How do these injuries actually affect people? Character-sized mental illnesses affect peoples' whole characters, everything they do, think, say, and feel. Mostly, though, they are visible only when the person is in a relationship and when both people have needs simultaneously. Other than in these times, most of the symptoms remain unseen.

And BLocks? BLocks affect people only when they are on a stage similar enough to the original to be experienced as the same. Thus, BLocks remain hidden most of the time and only become visible in very specific circumstances. Also, they affect people in or out of relationships, with needs and without, only requiring the person be one a stage similar to the original one.

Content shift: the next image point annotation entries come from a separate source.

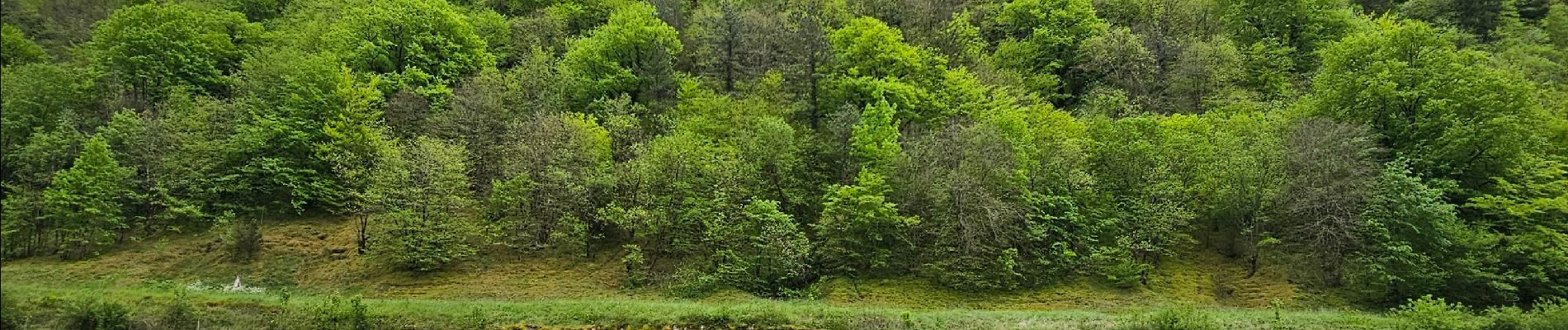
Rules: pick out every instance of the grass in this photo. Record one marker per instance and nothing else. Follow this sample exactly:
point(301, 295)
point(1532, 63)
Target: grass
point(559, 290)
point(43, 309)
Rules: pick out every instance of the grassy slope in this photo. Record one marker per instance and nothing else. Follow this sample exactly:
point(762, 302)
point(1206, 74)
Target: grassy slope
point(297, 255)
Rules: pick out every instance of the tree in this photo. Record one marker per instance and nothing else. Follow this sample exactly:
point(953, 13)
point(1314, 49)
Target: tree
point(1435, 105)
point(17, 49)
point(862, 235)
point(157, 47)
point(876, 139)
point(1247, 179)
point(1556, 26)
point(634, 54)
point(1040, 40)
point(767, 254)
point(1528, 207)
point(549, 188)
point(1410, 235)
point(1330, 169)
point(486, 110)
point(1296, 24)
point(1202, 71)
point(408, 40)
point(1117, 59)
point(872, 63)
point(425, 195)
point(87, 200)
point(40, 99)
point(301, 111)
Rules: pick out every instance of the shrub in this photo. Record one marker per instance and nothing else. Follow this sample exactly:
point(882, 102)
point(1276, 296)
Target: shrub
point(1184, 318)
point(243, 235)
point(1429, 314)
point(97, 314)
point(181, 314)
point(10, 314)
point(342, 314)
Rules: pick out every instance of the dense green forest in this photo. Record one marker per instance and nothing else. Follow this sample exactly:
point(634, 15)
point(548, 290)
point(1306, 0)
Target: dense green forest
point(1381, 149)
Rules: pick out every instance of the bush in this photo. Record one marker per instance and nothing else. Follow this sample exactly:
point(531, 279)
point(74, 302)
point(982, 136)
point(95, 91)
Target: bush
point(181, 314)
point(97, 314)
point(1429, 314)
point(1184, 318)
point(245, 237)
point(10, 314)
point(342, 314)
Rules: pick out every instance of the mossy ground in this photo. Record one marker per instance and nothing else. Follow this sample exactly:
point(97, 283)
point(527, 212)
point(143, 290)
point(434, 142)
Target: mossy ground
point(314, 258)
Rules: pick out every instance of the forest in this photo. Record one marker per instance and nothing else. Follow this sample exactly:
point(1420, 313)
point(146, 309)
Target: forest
point(1385, 150)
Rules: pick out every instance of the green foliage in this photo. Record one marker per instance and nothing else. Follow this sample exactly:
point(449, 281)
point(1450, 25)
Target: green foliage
point(768, 255)
point(1411, 237)
point(862, 232)
point(243, 235)
point(549, 193)
point(1183, 318)
point(634, 55)
point(876, 139)
point(1556, 26)
point(427, 200)
point(872, 64)
point(181, 314)
point(408, 40)
point(99, 314)
point(87, 200)
point(305, 120)
point(157, 47)
point(1449, 115)
point(1435, 314)
point(1040, 40)
point(1301, 26)
point(40, 99)
point(338, 314)
point(17, 49)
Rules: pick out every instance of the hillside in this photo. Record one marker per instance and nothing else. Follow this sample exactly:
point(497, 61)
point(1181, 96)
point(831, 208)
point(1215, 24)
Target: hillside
point(568, 291)
point(375, 165)
point(301, 257)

What about the actual symptoms, the "symptoms" I've vaguely referred to twice. What do these symptoms look like?

With character-sized mental illnesses, the symptoms all center around one effect: who gets blamed for the suffering. This is very different from BLocks in that BLocks determine when and where the suffering occurs.

Let me say this once more: character-sized mental illnesses determine who gets blamed, and BLocks determine when and where someone gets blamed.

Obviously, one of the first things to see is that these two kinds of injuries synergize and form very complex sets of symptoms, which is why trying the diagnose by symptoms alone is useless. More over, even with these two brief descriptions, one can easily see that injured people will often be symptom free, hardly conducive to judging whether someone's injury has healed or not.